PyTorch Mobile
Definition
PyTorch Mobile is the family of tools and runtimes that brings PyTorch-trained models to Android and iOS devices without requiring a server or cloud connection. It preserves the PyTorch development experience — researchers and engineers train in the familiar eager-mode Python API, then export their models through either the TorchScript or the newer ExecuTorch pathway for on-device deployment. This tight coupling between training and deployment environments reduces the surface area for numerical discrepancy bugs that often emerge when switching between frameworks.
The historical deployment path centers on TorchScript, a statically-typed subset of Python that can be compiled and serialized to a platform-independent format (.ptl for mobile). TorchScript supports two compilation modes: tracing, where a sample input is passed through the model and the executed path is recorded, and scripting, where Python control flow is analyzed statically. Both produce a ScriptModule that can be loaded by the LibTorch C++ runtime embedded in the mobile SDK.
Google and Meta jointly developed ExecuTorch as the next-generation framework for running PyTorch models at the edge. ExecuTorch introduces a portable execution format (.pte), a minimal C++ runtime (under 50 KB for simple models), and first-class support for delegation to hardware backends including Qualcomm AI Engine, Apple Neural Engine, Arm Ethos NPUs, and Cadence DSPs. ExecuTorch is designed for production use and supersedes the original PyTorch Mobile runtime for new projects requiring broad hardware portability and minimal binary size.
How it works
TorchScript Tracing and Scripting
Tracing (torch.jit.trace) runs a sample input through the model and records the sequence of tensor operations, producing a static computation graph. Tracing is simple and covers most standard architectures, but it captures only the execution path for the given input — data-dependent control flow (if statements, loops that vary with input values) will be silently baked in. Scripting (torch.jit.script) analyzes the Python source with a TorchScript type checker and preserves control flow, making it correct for models with branching logic. In practice, hybrid approaches are common: script the top-level module while tracing inner submodules that have no dynamic control flow.

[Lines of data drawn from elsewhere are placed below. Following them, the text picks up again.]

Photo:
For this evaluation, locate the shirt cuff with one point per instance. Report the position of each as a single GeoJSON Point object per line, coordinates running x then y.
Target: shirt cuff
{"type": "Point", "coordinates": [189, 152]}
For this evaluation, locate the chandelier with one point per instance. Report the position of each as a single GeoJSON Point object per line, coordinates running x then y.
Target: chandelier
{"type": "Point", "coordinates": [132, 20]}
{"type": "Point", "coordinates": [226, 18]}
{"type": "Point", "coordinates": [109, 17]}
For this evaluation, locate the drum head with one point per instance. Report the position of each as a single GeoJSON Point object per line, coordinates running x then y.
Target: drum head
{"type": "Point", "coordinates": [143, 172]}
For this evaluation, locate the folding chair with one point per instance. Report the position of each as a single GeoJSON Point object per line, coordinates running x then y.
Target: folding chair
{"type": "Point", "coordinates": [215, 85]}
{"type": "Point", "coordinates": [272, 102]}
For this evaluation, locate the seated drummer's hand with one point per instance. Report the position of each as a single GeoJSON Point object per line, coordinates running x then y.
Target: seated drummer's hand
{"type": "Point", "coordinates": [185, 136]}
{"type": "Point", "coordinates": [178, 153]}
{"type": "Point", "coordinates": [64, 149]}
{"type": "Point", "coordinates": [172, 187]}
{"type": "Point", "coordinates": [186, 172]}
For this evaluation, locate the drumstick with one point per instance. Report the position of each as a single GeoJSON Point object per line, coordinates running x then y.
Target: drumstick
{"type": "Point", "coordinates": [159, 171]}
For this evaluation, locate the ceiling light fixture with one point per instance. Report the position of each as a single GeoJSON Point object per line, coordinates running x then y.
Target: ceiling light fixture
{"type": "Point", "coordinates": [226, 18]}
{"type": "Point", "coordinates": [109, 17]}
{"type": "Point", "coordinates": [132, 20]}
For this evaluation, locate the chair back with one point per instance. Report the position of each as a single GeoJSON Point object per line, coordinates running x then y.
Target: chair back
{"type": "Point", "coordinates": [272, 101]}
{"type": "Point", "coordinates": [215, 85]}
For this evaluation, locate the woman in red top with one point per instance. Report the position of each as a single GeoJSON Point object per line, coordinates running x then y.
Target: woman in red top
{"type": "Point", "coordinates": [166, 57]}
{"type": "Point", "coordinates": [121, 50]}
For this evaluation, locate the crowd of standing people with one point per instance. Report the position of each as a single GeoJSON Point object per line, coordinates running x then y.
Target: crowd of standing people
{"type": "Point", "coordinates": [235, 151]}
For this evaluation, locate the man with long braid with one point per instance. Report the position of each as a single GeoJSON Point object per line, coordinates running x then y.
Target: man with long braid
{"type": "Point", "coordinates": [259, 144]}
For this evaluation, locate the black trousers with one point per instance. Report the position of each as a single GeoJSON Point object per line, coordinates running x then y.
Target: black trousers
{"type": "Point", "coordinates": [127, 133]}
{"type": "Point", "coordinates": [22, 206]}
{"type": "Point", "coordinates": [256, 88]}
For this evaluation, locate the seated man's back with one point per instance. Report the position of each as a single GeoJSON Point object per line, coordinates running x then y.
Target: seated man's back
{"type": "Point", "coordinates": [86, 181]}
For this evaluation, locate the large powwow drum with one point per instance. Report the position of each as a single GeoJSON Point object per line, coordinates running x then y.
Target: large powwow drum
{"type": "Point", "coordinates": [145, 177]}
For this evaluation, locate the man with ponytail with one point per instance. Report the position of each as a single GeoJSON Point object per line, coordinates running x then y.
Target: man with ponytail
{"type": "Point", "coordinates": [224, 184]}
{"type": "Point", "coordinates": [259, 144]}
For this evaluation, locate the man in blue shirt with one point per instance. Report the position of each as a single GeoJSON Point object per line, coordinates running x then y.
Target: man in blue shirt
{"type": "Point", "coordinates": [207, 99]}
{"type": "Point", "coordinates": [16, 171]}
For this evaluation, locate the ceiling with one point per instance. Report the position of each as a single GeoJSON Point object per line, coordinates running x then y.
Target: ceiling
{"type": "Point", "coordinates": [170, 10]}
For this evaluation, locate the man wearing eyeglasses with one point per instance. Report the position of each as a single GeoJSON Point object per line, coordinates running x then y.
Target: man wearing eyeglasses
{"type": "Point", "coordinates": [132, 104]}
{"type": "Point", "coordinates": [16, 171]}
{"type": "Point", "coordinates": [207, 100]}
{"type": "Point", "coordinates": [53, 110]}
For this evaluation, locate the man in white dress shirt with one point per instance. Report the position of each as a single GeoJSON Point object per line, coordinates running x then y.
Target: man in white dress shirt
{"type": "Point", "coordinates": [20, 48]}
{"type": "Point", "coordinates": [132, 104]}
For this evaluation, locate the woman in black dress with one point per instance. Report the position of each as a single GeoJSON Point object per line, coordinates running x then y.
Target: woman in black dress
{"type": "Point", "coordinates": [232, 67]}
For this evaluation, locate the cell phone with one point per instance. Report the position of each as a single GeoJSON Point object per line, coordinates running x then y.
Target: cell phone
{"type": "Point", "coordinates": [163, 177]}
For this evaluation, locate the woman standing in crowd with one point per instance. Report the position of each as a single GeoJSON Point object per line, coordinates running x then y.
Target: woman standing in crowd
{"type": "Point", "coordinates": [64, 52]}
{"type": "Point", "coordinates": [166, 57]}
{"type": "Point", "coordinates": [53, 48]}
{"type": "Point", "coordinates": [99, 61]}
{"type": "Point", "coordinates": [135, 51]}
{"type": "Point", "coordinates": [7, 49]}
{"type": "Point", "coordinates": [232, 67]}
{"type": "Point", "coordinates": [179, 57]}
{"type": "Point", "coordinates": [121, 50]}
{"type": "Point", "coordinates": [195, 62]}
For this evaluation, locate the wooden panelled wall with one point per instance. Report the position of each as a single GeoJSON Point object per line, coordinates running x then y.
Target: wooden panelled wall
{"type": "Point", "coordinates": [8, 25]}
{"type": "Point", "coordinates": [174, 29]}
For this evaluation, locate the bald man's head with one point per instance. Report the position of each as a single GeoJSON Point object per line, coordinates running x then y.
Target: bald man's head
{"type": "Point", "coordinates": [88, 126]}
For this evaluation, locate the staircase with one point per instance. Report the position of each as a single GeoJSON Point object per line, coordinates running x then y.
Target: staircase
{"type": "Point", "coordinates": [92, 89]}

ExecuTorch Export Pipeline
ExecuTorch uses torch.export.export to capture a strict, side-effect-free representation of the model in ATen IR — a canonical set of PyTorch operators guaranteed to have well-defined semantics. The exported program is then lowered to the Edge IR via to_edge, which performs backend-specific graph passes (operator decomposition, layout propagation). Backends (delegation targets) can claim subgraphs during the to_backend step, replacing them with hardware-specific implementations. The final artifact is serialized to a .pte flatbuffer that is loaded by the ExecuTorch C++ runtime, which requires no dynamic memory allocation during inference.
Optimization: Quantization and Pruning
PyTorch offers post-training static and dynamic quantization through torch.quantization (legacy) and the newer torch.ao.quantization namespace. Static INT8 quantization requires a representative calibration dataset and reduces model size by ~4x with 2-3x latency improvement on ARM CPUs. Quantization-aware training (QAT) inserts FakeQuantize nodes into the forward graph during fine-tuning, allowing the model to adapt its weights to INT8 precision. Pruning (torch.nn.utils.prune) removes individual weights or entire channels based on magnitude or structured criteria, reducing the effective compute load before quantization. Both techniques can be combined: prune first to reduce channels, then quantize to reduce precision.
Mobile Runtime and Platform Integration
The .ptl bundle produced by optimize_for_mobile includes operator fusing optimizations and strips unused operators from the operator registry, reducing binary footprint. The Android SDK (pytorch_android) is published to Maven Central and exposes a Kotlin/Java API. The iOS SDK is distributed as a CocoaPod or Swift Package and provides Objective-C and Swift bindings. Both SDKs wrap the same LibTorch C++ core. ExecuTorch targets the same platforms but exposes a leaner C API and also supports bare-metal embedded targets. The torch::executor::Module class provides a minimal execute() API that operates directly on pre-allocated EValue tensors, avoiding JNI-style overhead.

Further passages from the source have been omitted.